Au Québec on dépense davantage pour accéder à la culture que pour la culture elle-même. À qui profite cette tendance, aux créateurs ou à ceux qui contrôlent l’accès aux canaux de distribution?

En mai dernier l’Observatoire de la culture et des communications du Québec publiait dans son bulletin Optique culture portant sur « L’évolution des dépenses culturelles des ménages québécois, de 1997 à 2009 » le constat suivant: « De manière générale, les ménages québécois dépensent de moins en moins en produits culturels, mais de plus en plus en accès à ces produits. »

La  part consacrée aux produits culturels est passée de 57% en 1997 à 39% en 2009, tandis que celle consacrée aux « produits d’accès aux produits culturels » (équipements électroniques, services de téléphonie cellulaire, services internet, etc.) est passée de 34% à 55%. L’OCCQ inclut les frais de télédistribution (câble et satellite) dans les produits culturels parce qu’ils sont à la fois un produit d’accès et un produit culturel  (consacrés uniquement à la consommation d’émissions de télévision).

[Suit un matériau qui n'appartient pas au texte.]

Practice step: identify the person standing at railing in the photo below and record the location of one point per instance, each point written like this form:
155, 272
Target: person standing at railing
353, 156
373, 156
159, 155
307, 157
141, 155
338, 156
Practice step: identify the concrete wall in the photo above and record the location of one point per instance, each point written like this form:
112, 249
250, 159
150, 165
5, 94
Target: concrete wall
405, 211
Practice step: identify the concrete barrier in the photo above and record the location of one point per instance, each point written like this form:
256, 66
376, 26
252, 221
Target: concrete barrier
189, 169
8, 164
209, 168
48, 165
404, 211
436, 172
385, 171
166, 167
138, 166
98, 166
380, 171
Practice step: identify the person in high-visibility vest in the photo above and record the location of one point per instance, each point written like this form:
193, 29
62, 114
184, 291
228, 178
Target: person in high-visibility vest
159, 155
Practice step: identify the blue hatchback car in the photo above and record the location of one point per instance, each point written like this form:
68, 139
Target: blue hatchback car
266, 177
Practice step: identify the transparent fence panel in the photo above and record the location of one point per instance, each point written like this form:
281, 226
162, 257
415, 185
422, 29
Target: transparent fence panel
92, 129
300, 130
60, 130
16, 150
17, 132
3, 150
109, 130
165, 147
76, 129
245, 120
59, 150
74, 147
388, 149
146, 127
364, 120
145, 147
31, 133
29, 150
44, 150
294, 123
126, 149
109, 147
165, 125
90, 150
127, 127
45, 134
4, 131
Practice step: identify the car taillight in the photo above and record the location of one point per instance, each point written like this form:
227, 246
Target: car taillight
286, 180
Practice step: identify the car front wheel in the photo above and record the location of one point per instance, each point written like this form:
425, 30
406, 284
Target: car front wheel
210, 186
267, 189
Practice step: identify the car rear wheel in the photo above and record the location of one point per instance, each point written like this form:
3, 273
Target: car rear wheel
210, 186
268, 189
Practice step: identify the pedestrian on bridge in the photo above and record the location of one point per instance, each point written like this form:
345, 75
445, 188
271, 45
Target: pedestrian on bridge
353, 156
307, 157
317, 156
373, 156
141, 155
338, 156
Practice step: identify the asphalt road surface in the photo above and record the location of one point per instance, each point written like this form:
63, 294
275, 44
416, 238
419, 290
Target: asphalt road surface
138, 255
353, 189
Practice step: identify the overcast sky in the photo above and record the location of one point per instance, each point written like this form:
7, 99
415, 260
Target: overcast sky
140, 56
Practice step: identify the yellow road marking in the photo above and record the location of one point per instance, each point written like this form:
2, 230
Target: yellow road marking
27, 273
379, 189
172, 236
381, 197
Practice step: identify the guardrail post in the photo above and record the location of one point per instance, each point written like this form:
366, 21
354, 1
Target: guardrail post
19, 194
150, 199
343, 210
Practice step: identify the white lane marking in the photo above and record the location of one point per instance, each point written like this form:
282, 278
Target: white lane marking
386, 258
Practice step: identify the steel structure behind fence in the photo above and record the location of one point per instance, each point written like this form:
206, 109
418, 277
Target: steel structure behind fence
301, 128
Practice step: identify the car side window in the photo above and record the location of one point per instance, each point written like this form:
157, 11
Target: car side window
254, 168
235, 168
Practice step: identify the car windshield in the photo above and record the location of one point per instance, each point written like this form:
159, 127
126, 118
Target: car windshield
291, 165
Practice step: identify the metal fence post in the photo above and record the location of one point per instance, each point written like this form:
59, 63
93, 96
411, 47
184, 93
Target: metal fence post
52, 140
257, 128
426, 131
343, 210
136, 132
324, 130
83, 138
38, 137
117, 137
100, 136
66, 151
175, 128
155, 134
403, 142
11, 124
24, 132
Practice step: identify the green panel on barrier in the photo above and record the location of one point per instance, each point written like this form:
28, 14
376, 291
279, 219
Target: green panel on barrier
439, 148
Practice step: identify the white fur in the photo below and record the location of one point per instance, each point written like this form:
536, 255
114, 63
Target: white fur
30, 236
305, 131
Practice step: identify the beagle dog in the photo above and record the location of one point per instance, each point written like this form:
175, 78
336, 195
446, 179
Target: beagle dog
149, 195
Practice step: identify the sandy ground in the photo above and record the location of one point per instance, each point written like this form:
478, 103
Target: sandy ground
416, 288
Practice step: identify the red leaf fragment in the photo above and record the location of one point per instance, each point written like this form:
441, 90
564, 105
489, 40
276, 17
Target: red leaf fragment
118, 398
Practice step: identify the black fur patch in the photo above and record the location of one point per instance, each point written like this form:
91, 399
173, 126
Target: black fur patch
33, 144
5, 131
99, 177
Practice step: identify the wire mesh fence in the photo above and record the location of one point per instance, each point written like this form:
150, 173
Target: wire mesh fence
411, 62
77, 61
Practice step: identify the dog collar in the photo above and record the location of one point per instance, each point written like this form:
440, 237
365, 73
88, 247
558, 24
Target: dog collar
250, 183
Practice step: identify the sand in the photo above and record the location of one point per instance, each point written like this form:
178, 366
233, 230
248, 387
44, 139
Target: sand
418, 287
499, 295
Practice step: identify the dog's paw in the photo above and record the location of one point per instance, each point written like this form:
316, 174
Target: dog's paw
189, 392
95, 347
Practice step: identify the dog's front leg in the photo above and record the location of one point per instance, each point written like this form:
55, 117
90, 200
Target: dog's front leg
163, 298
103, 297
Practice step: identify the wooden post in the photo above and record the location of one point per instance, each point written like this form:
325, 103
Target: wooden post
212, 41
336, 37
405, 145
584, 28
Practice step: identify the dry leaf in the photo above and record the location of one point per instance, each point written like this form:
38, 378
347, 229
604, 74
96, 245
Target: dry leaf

Mais l’OCCQ souligne que si les frais de télédistribution étaient plutôt envoyés dans la colonne « produit d’accès aux produits culturels », la part des dépenses en produits culturels serait passée de 41,0 % à 21,2 %, de 1997 à 2009.

Les données les la plus éloquentes de ce tableau, à mon avis, sont les dépenses consacrées aux services internet et aux services de téléphonie cellulaire qui sont classés comme des « produits non destinés à la consommation culturelle mais qui peuvent être utilisés à cette fin ».  Ce sont les dépenses de cette sous-catégorie qui sont responsables du renversement de la tendance: leur part est passée de 18% à 38% entre 1997 et 2009.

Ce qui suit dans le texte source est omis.